Tustin: Private Percy John (58584)

15th Battalion, Hampshire Regiment

Percy John Tustin was the son of Raymond David and Elizabeth Tustin who lived at 29 Courtenay Street, Cheltenham.

Prior to the war he had been an employee of the Midland Railway Company and he may have served with the Royal Engineers before being transferred to the 15th Battalion, Hampshire Regiment, being involved for sixteen months in the Salonika campaign and then invalided home in April 1918 suffering from malaria.

Whilst no Service Record for Private Tustin has survived his Medal Index Card records service in the RAMC (number 21237), Royal Engineers (261803) and Hampshire Regiment (58584).

According to the CWGC Register his final unit was the 15th Battalion, Hampshire Regiment, however, that battalion did not serve on the Salonika Front, so it is possible that when there he was a member of the Royal Engineers and was posted to the Hampshire’s on return to the UK.

The sector occupied by British troops in Salonika was particularly unhealthy, troops there being prone to the mosquito infested plains in summer and the exposure to appalling weather during the winters; there were far more cases of illness than battle casualties.

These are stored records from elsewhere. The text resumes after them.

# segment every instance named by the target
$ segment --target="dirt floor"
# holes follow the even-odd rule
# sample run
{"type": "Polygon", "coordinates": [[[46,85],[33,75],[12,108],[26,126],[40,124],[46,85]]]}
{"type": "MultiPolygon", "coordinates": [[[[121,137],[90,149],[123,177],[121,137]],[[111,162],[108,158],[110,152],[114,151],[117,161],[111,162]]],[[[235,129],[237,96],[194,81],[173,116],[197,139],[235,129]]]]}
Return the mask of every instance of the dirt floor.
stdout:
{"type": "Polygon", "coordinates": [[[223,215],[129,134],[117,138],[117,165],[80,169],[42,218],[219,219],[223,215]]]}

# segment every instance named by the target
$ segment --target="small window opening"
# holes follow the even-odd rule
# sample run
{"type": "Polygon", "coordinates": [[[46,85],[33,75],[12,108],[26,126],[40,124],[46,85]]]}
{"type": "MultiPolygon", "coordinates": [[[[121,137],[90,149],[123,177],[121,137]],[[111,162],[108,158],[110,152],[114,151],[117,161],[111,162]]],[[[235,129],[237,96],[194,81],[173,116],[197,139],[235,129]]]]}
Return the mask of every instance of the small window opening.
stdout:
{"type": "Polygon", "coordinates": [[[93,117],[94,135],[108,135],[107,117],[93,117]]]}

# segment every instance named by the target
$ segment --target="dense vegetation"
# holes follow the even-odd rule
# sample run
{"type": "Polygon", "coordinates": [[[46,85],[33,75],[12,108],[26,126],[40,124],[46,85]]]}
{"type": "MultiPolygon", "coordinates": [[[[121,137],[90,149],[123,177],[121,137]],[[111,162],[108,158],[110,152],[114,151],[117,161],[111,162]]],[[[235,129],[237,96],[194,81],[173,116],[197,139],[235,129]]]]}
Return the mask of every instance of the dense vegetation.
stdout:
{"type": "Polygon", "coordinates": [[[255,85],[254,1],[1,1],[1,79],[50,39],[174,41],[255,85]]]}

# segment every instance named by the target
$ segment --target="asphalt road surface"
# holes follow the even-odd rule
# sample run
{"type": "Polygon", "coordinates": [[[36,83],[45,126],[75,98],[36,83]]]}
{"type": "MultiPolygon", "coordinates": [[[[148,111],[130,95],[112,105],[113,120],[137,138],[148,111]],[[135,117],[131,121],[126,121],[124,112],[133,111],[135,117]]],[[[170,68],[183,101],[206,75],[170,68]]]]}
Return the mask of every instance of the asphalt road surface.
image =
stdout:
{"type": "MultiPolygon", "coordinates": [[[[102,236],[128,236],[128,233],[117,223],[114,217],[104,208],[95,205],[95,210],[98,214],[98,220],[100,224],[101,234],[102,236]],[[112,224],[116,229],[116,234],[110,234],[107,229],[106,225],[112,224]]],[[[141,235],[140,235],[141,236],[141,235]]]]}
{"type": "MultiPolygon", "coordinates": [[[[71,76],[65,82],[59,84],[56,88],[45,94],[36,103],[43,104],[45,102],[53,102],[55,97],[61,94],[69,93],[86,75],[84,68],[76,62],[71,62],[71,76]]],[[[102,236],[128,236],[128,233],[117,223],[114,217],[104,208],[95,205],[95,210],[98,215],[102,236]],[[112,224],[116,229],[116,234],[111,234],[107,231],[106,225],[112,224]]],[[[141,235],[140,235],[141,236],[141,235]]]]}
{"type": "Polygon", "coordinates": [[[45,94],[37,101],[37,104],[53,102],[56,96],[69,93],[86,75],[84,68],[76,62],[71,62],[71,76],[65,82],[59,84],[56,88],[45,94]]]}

Private Tustin was probably in a very low state of health when he was taken ill with influenza in February 1919, dying of pneumonia at Suffolk Hall VAD Hospital, on 28 February 1919 (aged 29), just after his demobilisation.

He is buried in Cheltenham Borough Cemetery, where his grave is marked by a CWGC headstone.

He is named on the Prestbury War Memorial and Prestbury (St Mary) Church War Memorial. There is a photograph of him in The Graphic of the 15 March 1919.

On the St Paul’s Memorial he is described as serving with the Royal Engineers.